“I shall take possession of this,” said Jan Verner.
The first thing on the following morning the codicil was handed over to Mr. Matiss. He immediately recognised it by its appearance. But it would be opened officially later, in the presence of John Massingbird. Jan betook himself to Verner’s Pride to carry the news, and found Mr. Massingbird astride on a pillar of the terrace steps, smoking away with gusto. The day was warm and sunshiny as the previous one had been.
“What, is it you?” cried he, when Jan came in sight. “You are up here betimes. Anybody dying, this way?”
“Not this morning,” replied Jan. “I say, Massingbird, there’s ill news in the wind for you.”
“What’s that?” composedly asked John, tilting some ashes out of his pipe.
“That codicil has come to light.”
John puffed on vigorously, staring at Jan, but never speaking.
“The thief must have been old West,” went on Jan. “Only think! it has been hidden all this while in that bureau of his, in my bed-room.”
“What has unhidden it?” demanded Mr. Massingbird, in a half-satirical tone, as if he doubted the truth of the information.
“An explosion did that. Cheese got meddling with dangerous substances, and there was a blow-up. The bureau was thrown down and broken, and the codicil was dislodged. To talk of it, it sounds like an old stage trick.”
“Did Cheese blow himself up?” asked John Massingbird.
“Yes. But he came down again. He is in bed with burnt hands and a scorched face. If I had told him once to let that dangerous play alone—dangerous in his hands—I had told him ten times.”
“Where’s the codicil?” inquired Mr. Massingbird, smoking away.

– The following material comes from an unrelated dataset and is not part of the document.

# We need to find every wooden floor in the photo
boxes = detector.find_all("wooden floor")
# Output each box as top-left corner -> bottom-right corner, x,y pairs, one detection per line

“In Matiss’s charge. You’d like to be present, I suppose, at the time of its being opened?”
“I can take your word,” returned John Massingbird. “This does not surprise me. I have always had an impression that the codicil would turn up.”
“It is more than I have have had,” dissented Jan.
As if by common consent, they spoke no further on the subject of the abstraction and its guilty instrument. It was a pleasant theme to neither. John Massingbird, little refinement of feeling that he possessed, could not forget that Dr. West was his mother’s brother: or Jan, that he was his late master, his present partner—that he was connected with him in the eyes of Deerham. Before they had spoken much longer, they were joined by Lionel.
“I shall give you no trouble, old fellow,” was John Massingbird’s salutation. “You gave me none.”
“Thank you,” answered Lionel. Though what precise trouble it lay in John Massingbird’s power to give him, he did not see, considering that things were now so plain.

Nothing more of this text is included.